By Sarah Greaves-Gabbadon
In Mexico, corn has been held sacred by the indigenous Maya for thousands of years, prized for its ability to sustain tribes through periods of food shortage. Stateside, the summer veggie is iconic and packed with vitamins A, B, and E, as well as fiber. (June 11 marks Corn on the Cob day, which means you have a nationally sanctioned excuse to indulge in an ear (or more) of this seasonal staple.) According to Mayan mythology, the god of maize is decapitated at harvest time and miraculously reborn at the start of the crop’s growing season.
You might feel reborn, too, when you try the Bacal Massage, an a-maize-ing therapy (sorry, I couldn’t resist) offered at Tulum, Mexico’s Grand Velas Riviera Maya Resort. The 80-minute treatment begins with a traditional Mayan blessing honoring the elements. First, water was poured over my hands, then heated stones (representing fire) were applied to my neck and shoulders and a wooden bowl of fragrant copal (incense made from the resin of a tree Mexicans use for medicinal purposes) was wafted around my head to cleanse the air.
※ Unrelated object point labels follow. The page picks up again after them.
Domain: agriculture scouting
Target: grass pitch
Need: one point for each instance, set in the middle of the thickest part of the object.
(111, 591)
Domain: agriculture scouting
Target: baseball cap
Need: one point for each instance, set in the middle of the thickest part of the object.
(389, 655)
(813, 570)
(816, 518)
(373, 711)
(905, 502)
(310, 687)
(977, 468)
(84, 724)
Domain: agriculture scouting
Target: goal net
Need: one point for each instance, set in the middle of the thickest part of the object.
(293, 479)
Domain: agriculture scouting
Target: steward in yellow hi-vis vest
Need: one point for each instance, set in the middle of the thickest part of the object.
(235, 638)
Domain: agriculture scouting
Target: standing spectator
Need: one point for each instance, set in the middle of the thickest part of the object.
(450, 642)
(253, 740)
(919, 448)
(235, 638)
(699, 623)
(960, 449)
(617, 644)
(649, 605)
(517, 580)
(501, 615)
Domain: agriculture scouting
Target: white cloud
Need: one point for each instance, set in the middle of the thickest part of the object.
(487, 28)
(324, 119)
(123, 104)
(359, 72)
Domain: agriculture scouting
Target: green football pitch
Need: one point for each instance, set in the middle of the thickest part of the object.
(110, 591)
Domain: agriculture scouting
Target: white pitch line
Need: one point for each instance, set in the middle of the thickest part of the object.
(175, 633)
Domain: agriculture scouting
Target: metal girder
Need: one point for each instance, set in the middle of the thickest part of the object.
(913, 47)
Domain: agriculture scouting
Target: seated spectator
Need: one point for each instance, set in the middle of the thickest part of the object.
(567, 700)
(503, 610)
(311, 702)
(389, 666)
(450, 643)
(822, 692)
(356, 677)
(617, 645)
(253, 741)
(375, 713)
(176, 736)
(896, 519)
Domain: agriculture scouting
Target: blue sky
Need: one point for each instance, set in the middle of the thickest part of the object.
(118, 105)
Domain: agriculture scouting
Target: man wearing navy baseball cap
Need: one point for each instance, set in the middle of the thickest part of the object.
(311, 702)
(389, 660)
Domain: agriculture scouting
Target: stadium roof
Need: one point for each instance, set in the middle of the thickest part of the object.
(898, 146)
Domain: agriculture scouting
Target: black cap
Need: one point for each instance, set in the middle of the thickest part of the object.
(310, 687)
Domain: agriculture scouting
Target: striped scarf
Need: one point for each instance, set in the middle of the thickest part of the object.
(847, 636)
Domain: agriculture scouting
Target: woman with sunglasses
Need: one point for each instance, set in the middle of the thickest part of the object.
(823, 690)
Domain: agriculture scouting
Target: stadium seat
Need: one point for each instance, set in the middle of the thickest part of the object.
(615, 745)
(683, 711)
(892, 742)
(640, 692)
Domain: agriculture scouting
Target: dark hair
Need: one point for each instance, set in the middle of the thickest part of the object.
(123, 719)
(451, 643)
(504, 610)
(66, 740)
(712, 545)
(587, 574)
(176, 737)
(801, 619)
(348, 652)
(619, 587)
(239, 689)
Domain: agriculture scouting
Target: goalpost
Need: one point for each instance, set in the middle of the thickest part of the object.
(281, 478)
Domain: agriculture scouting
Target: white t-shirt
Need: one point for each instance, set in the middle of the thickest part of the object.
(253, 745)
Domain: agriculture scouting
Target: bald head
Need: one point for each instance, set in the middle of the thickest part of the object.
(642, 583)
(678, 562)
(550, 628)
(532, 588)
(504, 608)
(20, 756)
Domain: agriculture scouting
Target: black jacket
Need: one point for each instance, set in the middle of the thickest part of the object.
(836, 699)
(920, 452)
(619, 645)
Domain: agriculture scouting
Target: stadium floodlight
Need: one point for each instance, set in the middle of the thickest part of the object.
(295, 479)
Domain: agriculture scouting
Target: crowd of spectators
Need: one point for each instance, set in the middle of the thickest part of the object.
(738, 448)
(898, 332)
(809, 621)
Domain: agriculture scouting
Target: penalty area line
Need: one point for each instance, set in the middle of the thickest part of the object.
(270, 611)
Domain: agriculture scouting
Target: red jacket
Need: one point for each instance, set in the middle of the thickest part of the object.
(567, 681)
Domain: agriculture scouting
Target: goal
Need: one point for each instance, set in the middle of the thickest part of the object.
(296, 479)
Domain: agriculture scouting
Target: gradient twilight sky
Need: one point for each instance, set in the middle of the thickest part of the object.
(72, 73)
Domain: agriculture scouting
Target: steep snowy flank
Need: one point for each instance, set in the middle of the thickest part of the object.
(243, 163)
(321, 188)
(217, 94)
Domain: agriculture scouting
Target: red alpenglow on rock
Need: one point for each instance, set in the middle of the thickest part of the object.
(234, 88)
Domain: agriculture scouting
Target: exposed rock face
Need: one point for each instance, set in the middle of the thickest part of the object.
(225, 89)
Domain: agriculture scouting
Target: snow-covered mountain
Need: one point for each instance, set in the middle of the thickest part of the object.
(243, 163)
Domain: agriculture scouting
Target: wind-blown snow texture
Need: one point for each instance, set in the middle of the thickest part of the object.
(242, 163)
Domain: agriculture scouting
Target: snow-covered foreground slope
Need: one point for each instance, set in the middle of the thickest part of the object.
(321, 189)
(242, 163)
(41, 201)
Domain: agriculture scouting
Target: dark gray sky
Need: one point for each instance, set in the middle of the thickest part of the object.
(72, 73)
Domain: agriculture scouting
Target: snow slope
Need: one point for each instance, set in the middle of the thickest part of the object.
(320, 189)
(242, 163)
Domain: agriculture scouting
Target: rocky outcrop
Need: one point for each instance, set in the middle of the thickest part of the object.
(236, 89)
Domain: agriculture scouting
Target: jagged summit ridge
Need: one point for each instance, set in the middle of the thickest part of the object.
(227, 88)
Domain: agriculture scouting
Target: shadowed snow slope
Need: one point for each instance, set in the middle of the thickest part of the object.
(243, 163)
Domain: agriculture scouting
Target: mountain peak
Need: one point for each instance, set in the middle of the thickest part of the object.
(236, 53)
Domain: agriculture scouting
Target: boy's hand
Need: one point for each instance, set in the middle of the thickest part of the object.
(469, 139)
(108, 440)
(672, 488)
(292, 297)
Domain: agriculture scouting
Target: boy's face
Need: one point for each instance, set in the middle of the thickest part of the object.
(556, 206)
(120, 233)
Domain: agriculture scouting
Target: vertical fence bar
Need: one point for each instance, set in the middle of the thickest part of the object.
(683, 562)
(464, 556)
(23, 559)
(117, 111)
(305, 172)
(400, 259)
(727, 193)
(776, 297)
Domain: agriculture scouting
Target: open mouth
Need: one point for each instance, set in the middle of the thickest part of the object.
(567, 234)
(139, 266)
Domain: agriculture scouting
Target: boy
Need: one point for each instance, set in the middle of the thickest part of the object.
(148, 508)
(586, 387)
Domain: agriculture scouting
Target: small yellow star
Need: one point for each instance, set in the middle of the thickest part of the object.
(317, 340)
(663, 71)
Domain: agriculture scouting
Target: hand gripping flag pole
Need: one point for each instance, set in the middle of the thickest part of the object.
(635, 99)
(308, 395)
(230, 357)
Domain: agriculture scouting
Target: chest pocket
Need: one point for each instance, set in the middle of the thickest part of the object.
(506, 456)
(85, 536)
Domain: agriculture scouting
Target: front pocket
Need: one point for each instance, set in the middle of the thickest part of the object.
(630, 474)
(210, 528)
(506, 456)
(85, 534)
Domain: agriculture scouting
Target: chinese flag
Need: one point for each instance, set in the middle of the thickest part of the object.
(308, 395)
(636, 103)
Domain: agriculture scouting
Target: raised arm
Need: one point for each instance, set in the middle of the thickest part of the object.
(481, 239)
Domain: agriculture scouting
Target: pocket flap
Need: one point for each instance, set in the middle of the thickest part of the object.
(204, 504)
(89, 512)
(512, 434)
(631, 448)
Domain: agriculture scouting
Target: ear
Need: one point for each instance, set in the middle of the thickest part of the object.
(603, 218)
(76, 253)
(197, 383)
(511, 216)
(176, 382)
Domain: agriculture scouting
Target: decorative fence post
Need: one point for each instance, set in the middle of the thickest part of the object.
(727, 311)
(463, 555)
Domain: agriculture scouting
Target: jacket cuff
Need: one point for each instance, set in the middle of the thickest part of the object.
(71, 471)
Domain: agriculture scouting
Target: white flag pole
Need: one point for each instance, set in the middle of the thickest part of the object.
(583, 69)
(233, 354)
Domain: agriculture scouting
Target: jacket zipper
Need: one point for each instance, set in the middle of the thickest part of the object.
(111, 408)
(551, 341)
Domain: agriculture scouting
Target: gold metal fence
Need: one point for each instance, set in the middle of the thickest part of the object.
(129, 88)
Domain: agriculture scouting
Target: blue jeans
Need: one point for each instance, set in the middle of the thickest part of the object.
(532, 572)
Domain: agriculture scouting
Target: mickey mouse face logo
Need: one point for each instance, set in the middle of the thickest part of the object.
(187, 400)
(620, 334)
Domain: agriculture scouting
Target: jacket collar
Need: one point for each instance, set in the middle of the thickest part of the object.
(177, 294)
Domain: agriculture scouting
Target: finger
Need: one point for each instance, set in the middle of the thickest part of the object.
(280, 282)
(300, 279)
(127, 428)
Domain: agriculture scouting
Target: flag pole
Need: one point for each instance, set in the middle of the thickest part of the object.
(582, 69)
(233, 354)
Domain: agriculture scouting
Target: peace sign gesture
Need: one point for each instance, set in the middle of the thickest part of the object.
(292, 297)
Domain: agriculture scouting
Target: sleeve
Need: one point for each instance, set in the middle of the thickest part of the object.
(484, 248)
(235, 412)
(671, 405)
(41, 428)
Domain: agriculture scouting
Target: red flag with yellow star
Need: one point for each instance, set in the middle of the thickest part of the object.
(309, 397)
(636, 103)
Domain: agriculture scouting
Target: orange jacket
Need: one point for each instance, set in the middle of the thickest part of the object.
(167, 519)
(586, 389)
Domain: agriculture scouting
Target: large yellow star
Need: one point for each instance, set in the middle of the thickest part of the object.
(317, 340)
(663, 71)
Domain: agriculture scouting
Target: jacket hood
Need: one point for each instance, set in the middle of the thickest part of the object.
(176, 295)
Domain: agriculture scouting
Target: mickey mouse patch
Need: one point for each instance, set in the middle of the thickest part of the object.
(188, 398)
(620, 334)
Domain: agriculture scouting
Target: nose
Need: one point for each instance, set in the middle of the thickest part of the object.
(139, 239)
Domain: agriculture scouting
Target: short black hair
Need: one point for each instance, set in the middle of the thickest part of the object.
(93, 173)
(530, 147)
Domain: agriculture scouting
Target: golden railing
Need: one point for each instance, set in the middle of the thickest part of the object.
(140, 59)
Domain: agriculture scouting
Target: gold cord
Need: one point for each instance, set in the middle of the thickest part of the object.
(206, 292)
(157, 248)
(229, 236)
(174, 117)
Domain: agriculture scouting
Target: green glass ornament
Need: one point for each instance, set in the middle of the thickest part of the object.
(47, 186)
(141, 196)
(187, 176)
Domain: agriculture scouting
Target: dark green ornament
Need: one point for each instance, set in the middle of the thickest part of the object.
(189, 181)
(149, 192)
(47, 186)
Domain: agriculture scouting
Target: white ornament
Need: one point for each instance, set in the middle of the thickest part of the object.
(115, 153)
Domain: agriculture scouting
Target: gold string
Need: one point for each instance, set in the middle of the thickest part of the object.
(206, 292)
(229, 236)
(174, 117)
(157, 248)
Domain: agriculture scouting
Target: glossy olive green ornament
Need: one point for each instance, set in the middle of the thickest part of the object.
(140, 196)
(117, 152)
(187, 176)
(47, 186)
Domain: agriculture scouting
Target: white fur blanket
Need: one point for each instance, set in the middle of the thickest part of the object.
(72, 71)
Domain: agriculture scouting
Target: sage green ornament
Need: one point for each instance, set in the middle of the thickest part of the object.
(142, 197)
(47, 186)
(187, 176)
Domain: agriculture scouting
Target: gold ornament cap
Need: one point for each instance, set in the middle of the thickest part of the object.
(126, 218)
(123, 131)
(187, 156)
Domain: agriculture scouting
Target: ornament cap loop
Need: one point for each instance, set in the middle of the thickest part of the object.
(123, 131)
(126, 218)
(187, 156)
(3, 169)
Next came an exfoliating body scrub made with ground corn and Mexican honey (harvested from the stingless melipona bee, kept by the Mayans for centuries), which my therapist, Maria, applied with long, sweeping strokes. At the start of my treatment she’d set half a dozen ears of raw corn in a cooker to be tenderized in clouds of copal-scented steam, and once I’d rinsed my now-velvety skin clean, I lay back on the table for the corniest rubdown ever.
The bumpy cobs were firm yet yielded slightly as Maria masterfully rolled them over my flesh, from neck to ankles. The best way I can describe the sensation is to say that it felt like being purposefully kneaded with balled fists, but in the most delicious sigh-inducing, muscle-melting way. Within minutes of her expert ministrations, I was transported to that blissful place between consciousness and sleep.
And when Maria finally roused me with a gentle hand on my shoulder, I surfaced content and, if only for a moment, absolutely carefree.
The ancient Mayans would have been pleased.